【B-1-2】気づき、気づかれる

 GM(あんみつ) [2016/07/08 21:43:28] 
 

冒険者たちが目にした川辺。
それはセーラの情報とは大きく異なったものであった。

蛮族の情報もあり、何かがおかしいと感じた彼らは、それぞれに動き出す。

妖精使いのバークが水に近づいてみれば。
自分の契約している妖精たちが不快そうにしているのに気づくだろう。
それはまるで契約前のバークに対する態度にも良く似たもの。
気に入らないものへの嫌悪感の顕れだ。
例えば、そう穢れに対するそれのような。

そしてナマとヴァーミリオンは川の水を調べてあることに気がついた。
この川の水は穢れているのだ。
単なる汚濁などとは異なる、穢れである。
少なくとも自然に発生するものではないだろう。
何らかの原因があるはずだと察するだろう。

ついでにヴァーミリオンは楽器を奏でて呪歌を鳴らす。
それは周囲の魚たちを呼び寄せるメロディー。
川の上流と下流から魚たちがやってくる。
ただ下流からはほとんど魚はやってこない。
流れに逆らってまで泳ぐことのできる魚は少ないのだろう。
上流から訪れた魚たちも弱々しいのは変わりないが。

   *   *   *

調査をしている冒険者たちのもとに現れたのは街の有力者カイルと。
彼の従者たるエミール、相談役のミハイルであった。

>「カイルさん!と誰でしたっけ(笑)。
>とりあえず、お久しぶりです!」

ナマは残念ながらカイル以外は覚えていなかったようであるが。

「前回は別行動だったので仕方ありませんね。
 でも僕たちは覚えていますよ、ナマさんのこと。
 ですよね、エミール?」

「ん、ああ......当然だろう?
 忘れてなんていないさ、僕らとセシリア様の恩人だからね」

エミールとミハイルの方は二人について覚えていたらしい。
こうしてナマと会話したあと、カイルの目線は他の冒険者たちに移る。

「挨拶が遅れて悪かったな、俺はカイル・ヴォルディーク。
 コンチェルティアに住んでいる者だ。
 こっちのタビットがミハイルで、もう一人がエミール」

そう言って至極簡潔に自分たちの素性について語る。
別に隠したいからそうしているわけではなさそうだが。

「ナマさん以外の方は初めまして。
 ミハイル・ロットと申します」

「僕はエミール。
 覚えたいなら覚えてくれて構わないさ」

カイルに続いて二人も自己紹介を行ったあと。

>「友人同士の語らい中に済まない、Mr.ヴォルディーク。
>私はヴァーミリオン、この度はある依頼でこの川に冒険者として調査に来ている。
>ここにいるナマの実力は知っての通り、出来れば彼女の実力を信じて知っている情報を教えて頂くことは出来ないだろうか?
>勿論、機密などを語れとは言わない。
>今は少しでも情報が欲しい。

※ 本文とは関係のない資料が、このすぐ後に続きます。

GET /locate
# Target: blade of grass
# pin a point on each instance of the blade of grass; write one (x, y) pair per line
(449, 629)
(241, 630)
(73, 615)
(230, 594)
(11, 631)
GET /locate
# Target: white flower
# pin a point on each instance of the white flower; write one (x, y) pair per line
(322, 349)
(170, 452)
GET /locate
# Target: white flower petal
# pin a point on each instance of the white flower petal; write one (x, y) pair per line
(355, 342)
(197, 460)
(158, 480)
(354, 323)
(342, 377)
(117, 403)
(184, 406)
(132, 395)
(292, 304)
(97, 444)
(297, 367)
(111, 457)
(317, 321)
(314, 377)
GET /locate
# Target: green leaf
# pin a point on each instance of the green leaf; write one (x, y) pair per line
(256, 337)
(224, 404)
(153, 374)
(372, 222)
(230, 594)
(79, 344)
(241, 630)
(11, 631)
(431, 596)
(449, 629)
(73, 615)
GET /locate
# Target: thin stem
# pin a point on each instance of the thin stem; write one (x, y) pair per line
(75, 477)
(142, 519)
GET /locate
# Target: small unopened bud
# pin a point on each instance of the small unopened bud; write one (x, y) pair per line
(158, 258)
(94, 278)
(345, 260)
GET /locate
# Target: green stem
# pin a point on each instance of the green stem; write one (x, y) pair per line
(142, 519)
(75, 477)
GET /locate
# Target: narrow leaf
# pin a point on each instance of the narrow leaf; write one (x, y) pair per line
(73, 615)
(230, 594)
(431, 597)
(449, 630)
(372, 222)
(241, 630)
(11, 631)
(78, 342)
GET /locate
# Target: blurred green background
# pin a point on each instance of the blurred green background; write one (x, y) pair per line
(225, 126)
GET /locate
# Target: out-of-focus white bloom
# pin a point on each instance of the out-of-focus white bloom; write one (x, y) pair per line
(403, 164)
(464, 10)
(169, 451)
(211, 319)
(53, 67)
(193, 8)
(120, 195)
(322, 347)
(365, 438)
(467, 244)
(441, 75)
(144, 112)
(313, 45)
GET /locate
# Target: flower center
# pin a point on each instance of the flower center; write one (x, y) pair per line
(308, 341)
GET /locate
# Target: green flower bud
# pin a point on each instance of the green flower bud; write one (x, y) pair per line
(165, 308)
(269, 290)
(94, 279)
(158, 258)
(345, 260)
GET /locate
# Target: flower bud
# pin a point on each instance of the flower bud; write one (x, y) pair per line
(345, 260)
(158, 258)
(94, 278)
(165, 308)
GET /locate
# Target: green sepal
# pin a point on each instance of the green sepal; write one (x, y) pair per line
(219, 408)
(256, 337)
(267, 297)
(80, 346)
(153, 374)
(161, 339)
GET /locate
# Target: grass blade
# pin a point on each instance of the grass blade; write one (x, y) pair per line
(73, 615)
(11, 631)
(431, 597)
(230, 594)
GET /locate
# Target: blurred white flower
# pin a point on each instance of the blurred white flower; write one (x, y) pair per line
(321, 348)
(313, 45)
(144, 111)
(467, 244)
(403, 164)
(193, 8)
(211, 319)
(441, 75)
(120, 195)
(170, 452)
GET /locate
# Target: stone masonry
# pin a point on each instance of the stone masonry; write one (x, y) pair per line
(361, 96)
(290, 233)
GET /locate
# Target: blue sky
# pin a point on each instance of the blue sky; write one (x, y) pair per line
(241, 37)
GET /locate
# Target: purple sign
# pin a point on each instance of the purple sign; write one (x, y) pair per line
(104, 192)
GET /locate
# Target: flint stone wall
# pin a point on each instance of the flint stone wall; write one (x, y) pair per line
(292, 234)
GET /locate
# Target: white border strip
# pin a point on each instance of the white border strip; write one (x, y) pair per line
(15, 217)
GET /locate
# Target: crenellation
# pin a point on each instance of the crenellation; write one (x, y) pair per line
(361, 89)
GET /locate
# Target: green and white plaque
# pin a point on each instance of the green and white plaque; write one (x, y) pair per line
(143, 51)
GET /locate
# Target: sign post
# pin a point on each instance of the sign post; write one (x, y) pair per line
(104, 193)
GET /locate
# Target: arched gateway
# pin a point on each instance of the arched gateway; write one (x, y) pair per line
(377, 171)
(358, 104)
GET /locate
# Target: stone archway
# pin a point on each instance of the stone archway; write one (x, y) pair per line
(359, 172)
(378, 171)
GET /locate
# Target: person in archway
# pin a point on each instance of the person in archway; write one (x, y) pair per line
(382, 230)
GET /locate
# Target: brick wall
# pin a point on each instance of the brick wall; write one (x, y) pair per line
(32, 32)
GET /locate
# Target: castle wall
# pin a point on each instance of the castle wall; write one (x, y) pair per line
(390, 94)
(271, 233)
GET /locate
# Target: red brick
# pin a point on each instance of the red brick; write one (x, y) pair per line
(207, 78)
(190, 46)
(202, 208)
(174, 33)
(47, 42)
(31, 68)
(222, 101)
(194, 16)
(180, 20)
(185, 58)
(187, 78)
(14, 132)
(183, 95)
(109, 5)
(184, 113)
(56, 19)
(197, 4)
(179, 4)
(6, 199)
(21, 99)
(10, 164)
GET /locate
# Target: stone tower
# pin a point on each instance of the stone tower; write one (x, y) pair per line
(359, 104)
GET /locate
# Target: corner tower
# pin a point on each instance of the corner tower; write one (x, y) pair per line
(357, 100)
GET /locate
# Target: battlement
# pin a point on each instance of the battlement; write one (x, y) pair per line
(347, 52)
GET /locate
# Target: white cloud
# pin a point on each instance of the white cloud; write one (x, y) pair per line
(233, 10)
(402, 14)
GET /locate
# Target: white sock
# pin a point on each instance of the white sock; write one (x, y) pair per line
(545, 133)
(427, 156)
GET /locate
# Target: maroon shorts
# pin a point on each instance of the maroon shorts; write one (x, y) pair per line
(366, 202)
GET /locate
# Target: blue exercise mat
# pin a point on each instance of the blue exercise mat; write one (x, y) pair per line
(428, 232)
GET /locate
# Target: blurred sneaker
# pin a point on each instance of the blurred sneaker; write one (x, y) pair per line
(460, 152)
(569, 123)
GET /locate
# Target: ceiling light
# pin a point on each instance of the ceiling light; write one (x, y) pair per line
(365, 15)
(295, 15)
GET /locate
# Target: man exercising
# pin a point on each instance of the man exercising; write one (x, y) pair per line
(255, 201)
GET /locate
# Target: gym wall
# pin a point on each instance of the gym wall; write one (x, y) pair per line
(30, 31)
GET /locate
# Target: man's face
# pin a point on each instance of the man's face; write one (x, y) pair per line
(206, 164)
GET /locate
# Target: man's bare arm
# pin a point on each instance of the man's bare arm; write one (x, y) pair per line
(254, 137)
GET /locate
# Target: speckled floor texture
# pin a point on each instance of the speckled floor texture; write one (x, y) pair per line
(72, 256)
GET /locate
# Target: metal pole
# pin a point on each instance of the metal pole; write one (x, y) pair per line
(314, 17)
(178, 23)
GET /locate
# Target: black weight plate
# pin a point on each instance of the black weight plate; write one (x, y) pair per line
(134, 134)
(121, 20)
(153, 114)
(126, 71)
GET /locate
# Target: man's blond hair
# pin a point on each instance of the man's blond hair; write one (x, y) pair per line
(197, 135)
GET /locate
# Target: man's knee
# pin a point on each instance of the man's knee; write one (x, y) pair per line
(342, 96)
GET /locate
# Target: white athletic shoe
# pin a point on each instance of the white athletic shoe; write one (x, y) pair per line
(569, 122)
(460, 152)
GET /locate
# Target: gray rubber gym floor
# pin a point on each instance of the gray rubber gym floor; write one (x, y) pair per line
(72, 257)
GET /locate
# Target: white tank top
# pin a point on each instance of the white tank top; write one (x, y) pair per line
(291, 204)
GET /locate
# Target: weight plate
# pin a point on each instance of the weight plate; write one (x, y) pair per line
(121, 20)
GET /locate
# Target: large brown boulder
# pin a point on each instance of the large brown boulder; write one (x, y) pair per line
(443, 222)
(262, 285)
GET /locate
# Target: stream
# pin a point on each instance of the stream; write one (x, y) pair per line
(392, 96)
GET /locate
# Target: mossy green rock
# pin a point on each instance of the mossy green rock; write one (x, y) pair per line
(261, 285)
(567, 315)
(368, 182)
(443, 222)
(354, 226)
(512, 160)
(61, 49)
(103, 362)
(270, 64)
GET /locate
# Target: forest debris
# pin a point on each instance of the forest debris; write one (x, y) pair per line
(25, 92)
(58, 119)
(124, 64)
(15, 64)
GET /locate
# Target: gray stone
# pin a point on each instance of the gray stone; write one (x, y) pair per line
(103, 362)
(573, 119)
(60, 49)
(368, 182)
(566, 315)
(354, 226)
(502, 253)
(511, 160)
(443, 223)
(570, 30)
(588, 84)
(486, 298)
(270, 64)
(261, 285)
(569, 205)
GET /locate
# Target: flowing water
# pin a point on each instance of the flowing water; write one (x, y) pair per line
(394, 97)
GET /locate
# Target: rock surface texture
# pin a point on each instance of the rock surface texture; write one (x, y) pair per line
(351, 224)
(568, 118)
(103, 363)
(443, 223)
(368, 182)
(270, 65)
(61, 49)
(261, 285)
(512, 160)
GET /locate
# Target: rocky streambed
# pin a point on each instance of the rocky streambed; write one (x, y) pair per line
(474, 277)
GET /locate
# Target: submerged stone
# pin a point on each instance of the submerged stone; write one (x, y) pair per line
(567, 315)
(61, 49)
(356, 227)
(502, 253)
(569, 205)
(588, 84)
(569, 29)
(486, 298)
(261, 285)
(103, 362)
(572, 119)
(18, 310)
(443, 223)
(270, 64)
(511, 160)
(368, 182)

それに其方も我々冒険者の手が借りられる。
>悪い話ではないと思うが...如何かな?」

口を挟んできたのはヴァーミリオンである。
彼はどうやらカイルたちから情報を入手したいようだ。

「あんたたちが怪しい奴じゃないなら別に話せる情報を隠すような真似はしない。
 ただ俺たちも最近蛮族が現れると聞いて調査を始めたばかりでな。
 把握していることはほとんどないんだ。
 現時点で一つ言えるとしたら......確実に何か良くないことが起きているということだ。 
 そもそもこの川の周囲に蛮族が出るなど、基本はありえないことだからな」

期待はずれかもしれないが、カイルたちも何か既に掴んだというわけではないようだ。
彼らにあるのは何か異変が起きているという確信だ。

>「......よし、一応川の周りを軽く調べてみますね。
> 無いとは思いますが、怪しげなマジックアイテムとかあるかもしれませんし」

会話の傍らナディンは川の近くを調べてみる。
よく見れば瓶がひとつ流れ着いているのに気がつくだろう。
瓶の中は川の水らしき水滴でひたりと濡れているらしい。

   *   *   *

「......カイルさん!
 何か良くないものが来ます!」

五人の冒険者と三人の調査隊が集っている川辺。
ミハイルは何かに気がついたようだ。
それは明らかに悪寒と呼べるもの。

ナディンやルートなども同様に気がついただろうか。
僅かに聞こえる水音。
何か近づいてくる気配。

川の上流と下流の両方から蛮族が向かってきているのだ。
どうやら奴らは水棲の蛮族らしい。

「蛮族共か。
 エミール、ミハイル。
 迎え撃つぞ!」

「はい!」

「仰せのままに」

カイルはエミールとミハイルを連れて下流を目指す。

「そっちの奴らは任せたぞ!」

上流から泳いでくる蛮族たちとの距離は近づく。


―――――――――――――――――――――――――――――

あんみつ@GMより

それぞれの判定などの結果本文中にあることがわかりました。
カイルたちからはたいした情報は手に入りませんね。

進行の後半で蛮族たちから襲撃されます。
危険感知判定で達成値13以上になれば、気がつきます。

カイルたち三人は下流の蛮族たちの方へ向かいます。
冒険者たちは上流の蛮族を迎え撃つことができます。
一応カイルたちの手伝いをすることも可能といえば可能です。
ちなみにカイルはザイアの神官戦士、エミールはフェンスカバード、
ミハイルはウィザードセージです、一応。

どちらに向かうにしろ、魔物知識判定2回行っておいてください。